The Sarah Palin nomination has opened new horizons for Maureen Dowd and her weekly Movies With Maureen® column. Last week the Alaskan Gov was Miss Congeniality (and isn’t that movie just Pygmalion with Benjamin Bratt and beauty pageants?); this week it’s the Rex Harrison/Audrey Hepburn classic My Fair Lady.

I hope John McCain doesn’t throw his slippers at Sarah Palin’s head or get as acerbic as Henry Higgins did with Eliza Doolittle when she did not learn quickly enough. McCain’s Pygmalion has to be careful, because his Galatea might be armed with more than a sharp tongue.
And just to be a little highbrow and show off her way around Bullfinch’s, she throws out the Greek mythological inspirations. I’m not sure why Geraldine Ferraro doesn’t count (not as inexperienced or young perhaps), but Dowd sees this nomination and the subsequent crash candidacy class as historic.
For the first time in American history, we have a “My Fair Lady” moment, as teams of experts bustle around the most famous woman in politics, intensely coaching her for her big moment at the ball — her first unscripted interview here this week with ABC News’s Charlie Gibson.
Then Dowd delightfully mixes up a barnyard metaphor.
She’s already shown that she can shoot the pig, put lipstick on it, bring home the bacon and fry it up in a pan.
This one sentence works on three levels. Palin compared herself to a hunting hockey mom that's a pit bull with lipstick. The popular phrase “put some lipstick on that pig” means to try to hide something ugly with a little window dressing. And finally, the "bring home the bacon and fry it up in a pan" is from the proto-feminist anthem (and Enjoli commercial) “I’m A Woman.” Maureen managed to use every part of that metaphor except the squeal.

Dowd, like the Mean Girls with “Fetch”, keeps trying to make “Palinistas” happen, this time alliterating it with "posse".
McCain vetters, who are belatedly doing their job checking to see if Palin is a qualified White House contender and doing their best to shut down Troopergate and assembling a “truth squad” posse of Palinistas to rebut any criticism and push back any prying reporters; and journalists — from Sydney to Washington — who are here to draw back the curtain on the shiny reformer image that the McCain camp has conjured for their political ingĂ©nue and see what’s behind it.
And just in case My Fair Lady isn’t enough, she throws in a Wizard of Oz call out.

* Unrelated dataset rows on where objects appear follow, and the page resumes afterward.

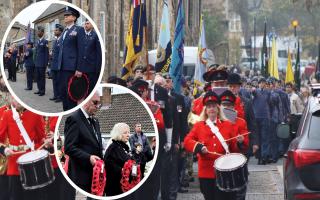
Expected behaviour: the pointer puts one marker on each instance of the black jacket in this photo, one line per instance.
(115, 157)
(80, 143)
(146, 154)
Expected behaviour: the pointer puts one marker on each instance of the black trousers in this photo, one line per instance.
(210, 191)
(29, 73)
(55, 83)
(41, 79)
(17, 192)
(58, 189)
(66, 101)
(4, 187)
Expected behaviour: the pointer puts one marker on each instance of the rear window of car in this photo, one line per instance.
(314, 132)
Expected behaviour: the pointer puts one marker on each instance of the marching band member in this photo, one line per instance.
(234, 84)
(218, 78)
(34, 125)
(206, 144)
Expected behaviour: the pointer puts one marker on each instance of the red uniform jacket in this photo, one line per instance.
(34, 125)
(201, 135)
(240, 127)
(52, 124)
(238, 106)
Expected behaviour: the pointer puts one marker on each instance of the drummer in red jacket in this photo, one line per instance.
(217, 77)
(34, 125)
(205, 143)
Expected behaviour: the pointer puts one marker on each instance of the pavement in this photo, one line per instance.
(36, 102)
(265, 183)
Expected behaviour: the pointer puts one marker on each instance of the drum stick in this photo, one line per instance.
(237, 136)
(215, 153)
(18, 152)
(44, 144)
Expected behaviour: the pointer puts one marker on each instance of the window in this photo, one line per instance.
(314, 126)
(102, 28)
(234, 23)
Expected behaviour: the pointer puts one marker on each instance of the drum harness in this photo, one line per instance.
(23, 131)
(215, 130)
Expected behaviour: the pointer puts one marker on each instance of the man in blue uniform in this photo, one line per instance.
(29, 64)
(54, 63)
(68, 55)
(89, 54)
(41, 61)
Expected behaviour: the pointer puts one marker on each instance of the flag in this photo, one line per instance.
(164, 45)
(297, 68)
(318, 62)
(177, 50)
(273, 63)
(135, 36)
(264, 52)
(202, 57)
(28, 36)
(289, 72)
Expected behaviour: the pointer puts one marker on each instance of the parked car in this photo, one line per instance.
(301, 168)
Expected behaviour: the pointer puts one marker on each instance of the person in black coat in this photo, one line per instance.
(89, 58)
(29, 64)
(115, 157)
(83, 143)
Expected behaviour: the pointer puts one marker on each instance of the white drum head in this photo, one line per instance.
(32, 156)
(230, 161)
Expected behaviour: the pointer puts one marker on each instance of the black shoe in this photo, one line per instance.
(181, 190)
(53, 99)
(262, 162)
(184, 184)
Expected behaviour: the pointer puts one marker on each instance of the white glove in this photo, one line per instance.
(8, 152)
(167, 147)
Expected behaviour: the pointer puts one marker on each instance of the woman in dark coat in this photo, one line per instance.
(115, 157)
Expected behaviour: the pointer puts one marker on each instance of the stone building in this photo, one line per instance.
(230, 52)
(111, 18)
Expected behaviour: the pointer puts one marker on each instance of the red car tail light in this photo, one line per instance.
(303, 157)
(307, 196)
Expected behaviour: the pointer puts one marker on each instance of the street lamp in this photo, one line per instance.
(295, 23)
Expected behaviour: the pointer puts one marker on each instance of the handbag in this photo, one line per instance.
(3, 163)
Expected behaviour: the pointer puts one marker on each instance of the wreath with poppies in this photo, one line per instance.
(128, 181)
(98, 178)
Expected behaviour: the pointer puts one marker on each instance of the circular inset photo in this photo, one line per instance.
(53, 57)
(109, 146)
(28, 168)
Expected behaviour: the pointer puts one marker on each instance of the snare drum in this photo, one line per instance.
(35, 169)
(231, 172)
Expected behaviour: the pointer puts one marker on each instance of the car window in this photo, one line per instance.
(314, 126)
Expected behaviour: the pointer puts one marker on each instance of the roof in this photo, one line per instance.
(124, 108)
(53, 8)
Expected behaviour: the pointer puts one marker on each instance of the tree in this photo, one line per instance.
(216, 29)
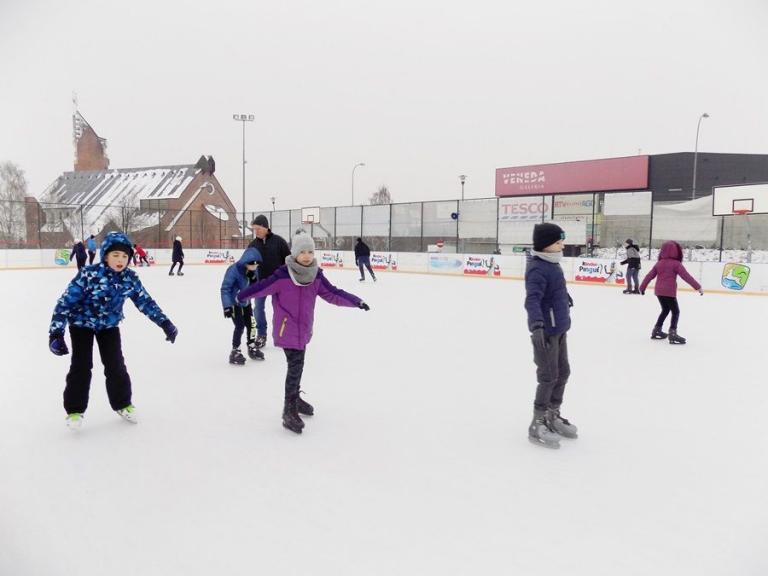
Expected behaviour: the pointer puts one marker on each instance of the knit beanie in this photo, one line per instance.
(260, 220)
(545, 235)
(301, 242)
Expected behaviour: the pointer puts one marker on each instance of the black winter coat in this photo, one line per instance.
(274, 249)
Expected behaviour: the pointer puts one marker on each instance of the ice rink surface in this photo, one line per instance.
(417, 461)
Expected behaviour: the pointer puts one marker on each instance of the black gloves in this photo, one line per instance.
(56, 344)
(170, 331)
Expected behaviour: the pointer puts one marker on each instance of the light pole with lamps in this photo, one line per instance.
(353, 180)
(243, 118)
(696, 155)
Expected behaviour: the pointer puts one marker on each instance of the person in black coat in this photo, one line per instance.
(363, 258)
(79, 253)
(177, 256)
(274, 250)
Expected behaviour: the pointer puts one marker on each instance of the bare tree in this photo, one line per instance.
(13, 189)
(381, 197)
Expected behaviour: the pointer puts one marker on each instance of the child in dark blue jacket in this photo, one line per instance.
(547, 302)
(237, 277)
(92, 305)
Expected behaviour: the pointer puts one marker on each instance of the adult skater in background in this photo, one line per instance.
(295, 287)
(177, 256)
(274, 250)
(92, 305)
(238, 277)
(92, 247)
(547, 302)
(78, 253)
(633, 267)
(363, 258)
(666, 271)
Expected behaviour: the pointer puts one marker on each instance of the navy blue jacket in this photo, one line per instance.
(236, 278)
(546, 297)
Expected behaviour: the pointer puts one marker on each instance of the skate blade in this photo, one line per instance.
(550, 445)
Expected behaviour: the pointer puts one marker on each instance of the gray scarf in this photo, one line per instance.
(553, 257)
(301, 275)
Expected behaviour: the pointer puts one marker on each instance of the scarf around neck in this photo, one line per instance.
(553, 257)
(301, 275)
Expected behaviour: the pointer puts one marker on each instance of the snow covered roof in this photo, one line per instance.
(124, 186)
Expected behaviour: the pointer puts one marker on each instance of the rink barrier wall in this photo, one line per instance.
(724, 277)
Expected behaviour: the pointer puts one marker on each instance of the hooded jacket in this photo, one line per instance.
(94, 298)
(293, 305)
(666, 271)
(236, 278)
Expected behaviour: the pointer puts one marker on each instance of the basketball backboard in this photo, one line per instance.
(740, 199)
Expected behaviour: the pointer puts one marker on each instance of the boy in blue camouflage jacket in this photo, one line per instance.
(92, 305)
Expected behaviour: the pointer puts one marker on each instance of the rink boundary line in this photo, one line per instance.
(447, 275)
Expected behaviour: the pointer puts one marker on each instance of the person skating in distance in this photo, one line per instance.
(548, 305)
(92, 305)
(666, 271)
(294, 288)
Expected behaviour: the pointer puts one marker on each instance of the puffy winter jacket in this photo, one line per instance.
(546, 297)
(236, 278)
(293, 305)
(666, 271)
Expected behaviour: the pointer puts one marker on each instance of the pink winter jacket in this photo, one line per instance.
(666, 271)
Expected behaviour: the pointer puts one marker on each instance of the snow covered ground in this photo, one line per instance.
(417, 461)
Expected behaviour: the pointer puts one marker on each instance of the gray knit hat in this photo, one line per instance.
(301, 242)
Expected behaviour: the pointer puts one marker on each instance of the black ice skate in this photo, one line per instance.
(236, 357)
(304, 407)
(254, 353)
(291, 419)
(674, 338)
(657, 334)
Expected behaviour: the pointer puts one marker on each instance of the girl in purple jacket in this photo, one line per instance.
(294, 288)
(666, 271)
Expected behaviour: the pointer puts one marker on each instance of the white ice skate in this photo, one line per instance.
(128, 414)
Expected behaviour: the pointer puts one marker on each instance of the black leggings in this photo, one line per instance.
(668, 304)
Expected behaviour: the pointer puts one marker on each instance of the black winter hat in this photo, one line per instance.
(260, 220)
(545, 235)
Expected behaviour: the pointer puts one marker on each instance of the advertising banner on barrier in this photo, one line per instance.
(599, 271)
(219, 257)
(451, 263)
(61, 257)
(481, 266)
(331, 259)
(384, 261)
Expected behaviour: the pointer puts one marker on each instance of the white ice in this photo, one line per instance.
(417, 461)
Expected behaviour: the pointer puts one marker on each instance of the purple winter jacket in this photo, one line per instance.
(666, 271)
(293, 306)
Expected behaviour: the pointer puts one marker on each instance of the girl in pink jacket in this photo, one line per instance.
(666, 271)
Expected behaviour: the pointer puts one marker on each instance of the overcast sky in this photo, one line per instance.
(421, 91)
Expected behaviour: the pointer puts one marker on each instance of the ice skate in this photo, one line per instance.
(128, 414)
(674, 338)
(236, 357)
(74, 421)
(657, 334)
(539, 432)
(291, 419)
(304, 408)
(561, 425)
(254, 353)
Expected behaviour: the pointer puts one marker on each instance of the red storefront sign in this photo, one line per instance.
(630, 173)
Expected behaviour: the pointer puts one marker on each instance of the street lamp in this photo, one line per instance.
(353, 180)
(696, 155)
(243, 118)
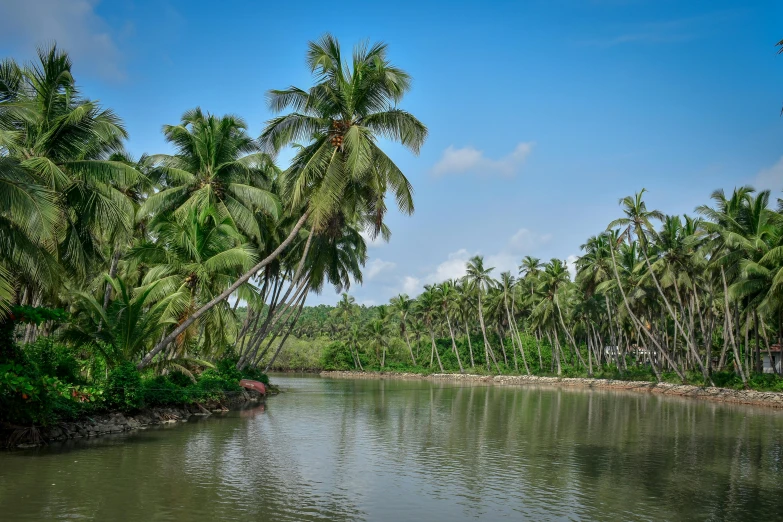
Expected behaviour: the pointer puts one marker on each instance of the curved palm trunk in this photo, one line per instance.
(688, 337)
(470, 345)
(454, 344)
(730, 328)
(538, 346)
(285, 337)
(573, 341)
(487, 348)
(639, 326)
(434, 348)
(557, 343)
(408, 342)
(227, 292)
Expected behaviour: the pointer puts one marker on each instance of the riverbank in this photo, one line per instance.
(118, 422)
(750, 397)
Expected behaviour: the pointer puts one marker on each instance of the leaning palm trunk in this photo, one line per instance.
(487, 348)
(470, 346)
(639, 326)
(255, 359)
(285, 337)
(454, 344)
(571, 337)
(689, 336)
(730, 328)
(408, 342)
(434, 348)
(227, 292)
(271, 324)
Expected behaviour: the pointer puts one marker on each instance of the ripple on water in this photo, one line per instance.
(330, 449)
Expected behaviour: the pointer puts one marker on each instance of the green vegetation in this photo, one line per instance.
(696, 299)
(120, 277)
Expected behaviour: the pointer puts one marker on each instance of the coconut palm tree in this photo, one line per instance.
(217, 165)
(479, 277)
(401, 306)
(448, 295)
(341, 169)
(61, 141)
(428, 306)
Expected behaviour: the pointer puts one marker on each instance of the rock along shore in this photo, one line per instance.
(116, 422)
(752, 397)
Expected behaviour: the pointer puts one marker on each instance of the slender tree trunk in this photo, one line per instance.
(737, 360)
(227, 292)
(639, 326)
(115, 262)
(285, 337)
(454, 344)
(435, 349)
(470, 346)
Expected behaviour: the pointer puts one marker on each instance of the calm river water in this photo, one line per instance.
(391, 450)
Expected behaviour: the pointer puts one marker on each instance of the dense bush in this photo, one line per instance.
(336, 356)
(162, 391)
(123, 389)
(54, 359)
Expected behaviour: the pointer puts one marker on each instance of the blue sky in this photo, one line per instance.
(541, 114)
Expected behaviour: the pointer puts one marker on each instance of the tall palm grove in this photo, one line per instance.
(118, 269)
(122, 277)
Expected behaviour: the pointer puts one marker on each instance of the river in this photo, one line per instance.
(396, 450)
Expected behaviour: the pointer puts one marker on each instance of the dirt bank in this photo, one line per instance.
(756, 398)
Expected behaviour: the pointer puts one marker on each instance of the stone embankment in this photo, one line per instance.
(107, 423)
(756, 398)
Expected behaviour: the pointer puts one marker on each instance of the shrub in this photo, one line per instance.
(123, 389)
(213, 386)
(254, 374)
(336, 356)
(161, 391)
(54, 359)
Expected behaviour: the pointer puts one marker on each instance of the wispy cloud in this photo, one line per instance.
(74, 25)
(664, 31)
(376, 267)
(469, 159)
(770, 178)
(522, 242)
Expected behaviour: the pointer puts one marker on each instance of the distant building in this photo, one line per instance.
(775, 351)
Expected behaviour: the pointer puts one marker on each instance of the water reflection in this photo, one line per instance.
(401, 450)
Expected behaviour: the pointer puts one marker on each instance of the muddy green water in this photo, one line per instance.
(391, 450)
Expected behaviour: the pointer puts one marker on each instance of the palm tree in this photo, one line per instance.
(479, 277)
(195, 259)
(448, 296)
(216, 166)
(464, 307)
(428, 306)
(379, 339)
(341, 169)
(62, 140)
(401, 305)
(507, 286)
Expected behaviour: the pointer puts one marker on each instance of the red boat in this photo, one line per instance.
(253, 385)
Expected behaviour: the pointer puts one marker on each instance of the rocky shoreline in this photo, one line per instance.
(750, 397)
(117, 422)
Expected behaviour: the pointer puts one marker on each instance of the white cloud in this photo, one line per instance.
(372, 243)
(411, 285)
(522, 242)
(75, 27)
(377, 266)
(468, 159)
(452, 268)
(770, 178)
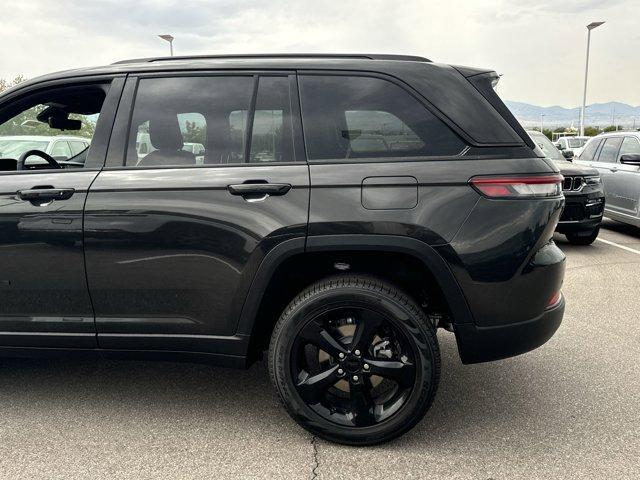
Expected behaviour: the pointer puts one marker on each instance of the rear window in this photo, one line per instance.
(609, 151)
(357, 117)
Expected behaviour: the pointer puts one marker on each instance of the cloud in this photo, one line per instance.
(538, 46)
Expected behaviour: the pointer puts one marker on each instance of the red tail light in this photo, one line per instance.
(519, 186)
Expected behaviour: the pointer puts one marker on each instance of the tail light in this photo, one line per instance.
(529, 186)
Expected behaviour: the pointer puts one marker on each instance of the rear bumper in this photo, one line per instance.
(484, 344)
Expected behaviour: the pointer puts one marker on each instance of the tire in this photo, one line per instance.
(588, 239)
(403, 350)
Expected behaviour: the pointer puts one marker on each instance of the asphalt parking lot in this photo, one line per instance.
(570, 409)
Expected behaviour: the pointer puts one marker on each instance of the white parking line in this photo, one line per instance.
(614, 244)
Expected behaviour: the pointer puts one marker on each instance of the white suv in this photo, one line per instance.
(616, 155)
(61, 148)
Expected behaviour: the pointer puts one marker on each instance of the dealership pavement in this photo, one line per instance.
(570, 409)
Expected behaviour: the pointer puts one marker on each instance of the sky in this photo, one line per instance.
(537, 45)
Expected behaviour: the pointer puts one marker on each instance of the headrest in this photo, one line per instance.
(165, 134)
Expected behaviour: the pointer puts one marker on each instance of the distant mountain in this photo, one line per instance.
(597, 114)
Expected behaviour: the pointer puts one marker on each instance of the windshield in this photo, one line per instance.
(548, 148)
(576, 142)
(15, 148)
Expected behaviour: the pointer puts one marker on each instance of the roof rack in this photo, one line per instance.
(405, 58)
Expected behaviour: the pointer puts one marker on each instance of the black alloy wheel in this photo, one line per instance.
(355, 360)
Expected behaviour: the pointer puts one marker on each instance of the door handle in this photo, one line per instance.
(262, 189)
(45, 194)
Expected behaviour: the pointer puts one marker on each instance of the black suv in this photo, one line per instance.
(333, 209)
(584, 195)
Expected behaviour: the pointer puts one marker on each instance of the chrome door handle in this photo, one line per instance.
(45, 194)
(252, 189)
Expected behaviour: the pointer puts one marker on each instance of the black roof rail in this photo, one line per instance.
(405, 58)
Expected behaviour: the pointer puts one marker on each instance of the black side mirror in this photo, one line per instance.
(630, 159)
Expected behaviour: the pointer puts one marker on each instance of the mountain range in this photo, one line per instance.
(597, 114)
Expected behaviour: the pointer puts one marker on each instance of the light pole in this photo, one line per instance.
(590, 27)
(169, 39)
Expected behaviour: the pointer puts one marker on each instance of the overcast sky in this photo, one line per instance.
(538, 45)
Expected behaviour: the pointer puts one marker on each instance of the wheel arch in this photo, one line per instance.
(295, 250)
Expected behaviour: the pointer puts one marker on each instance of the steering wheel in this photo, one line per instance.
(38, 153)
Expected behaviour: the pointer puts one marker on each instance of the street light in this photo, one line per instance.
(590, 27)
(169, 39)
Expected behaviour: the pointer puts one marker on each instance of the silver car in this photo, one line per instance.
(616, 155)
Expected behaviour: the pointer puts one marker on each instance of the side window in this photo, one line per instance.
(186, 121)
(36, 121)
(61, 150)
(630, 145)
(364, 117)
(590, 150)
(77, 147)
(609, 151)
(272, 133)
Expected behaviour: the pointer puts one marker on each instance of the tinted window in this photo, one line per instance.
(45, 115)
(630, 145)
(77, 147)
(61, 151)
(170, 113)
(272, 138)
(362, 117)
(609, 151)
(590, 149)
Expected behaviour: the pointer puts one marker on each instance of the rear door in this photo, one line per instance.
(605, 161)
(172, 240)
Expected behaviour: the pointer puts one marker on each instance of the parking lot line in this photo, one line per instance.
(628, 249)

The rest of the column is a suggested list of topics for Chuckie G to grill Palin on in an interview and covers the range of PalinIssues such as her creative expense accounting, her free spending administrations, the reversal of her position on “the bridge to nowhere”, her fundamentalist evolution-doubting beliefs, and of course, Troopergate and the related abuse of power. Maureen does sometimes get just a little too obscure. For example:
Does she want a federal ban on trans fat in restaurants and a ban on abortion and Harry Potter? And which books exactly would have landed on the literature bonfire if she had had her way with that Wasilla librarian?
While the abortion and Harry Potter bit combines her extreme pro-life position and her clumsy attempt to censor the local library, I have no idea where the trans-fat call-out comes from. There must have been some obscure quote I missed, or it could just be a metaphor taken too far. And the book burning is a good piece of witchy Alliteration Alert®.

Dowd's penultimate rhetorical question combines in just ten words the image of Palin as a snake-handling religious nut with an environment-be-damned hunting machine by Dowdverting on the word “tongues.”
Does she talk in tongues or just eat caribou tongues?
But back to the Eliza Doolittle metaphor, the tale of an older cynical man taking a young lady under his wing always backfires because once the woman is on her own, she eclipses her mentor in the public eye. Or, to look at it another way, in the film version, Audrey Hepburns singing was dubbed in by another actress. Who is pulling the strings on this made for the media manufactured maverick? Let the show begin.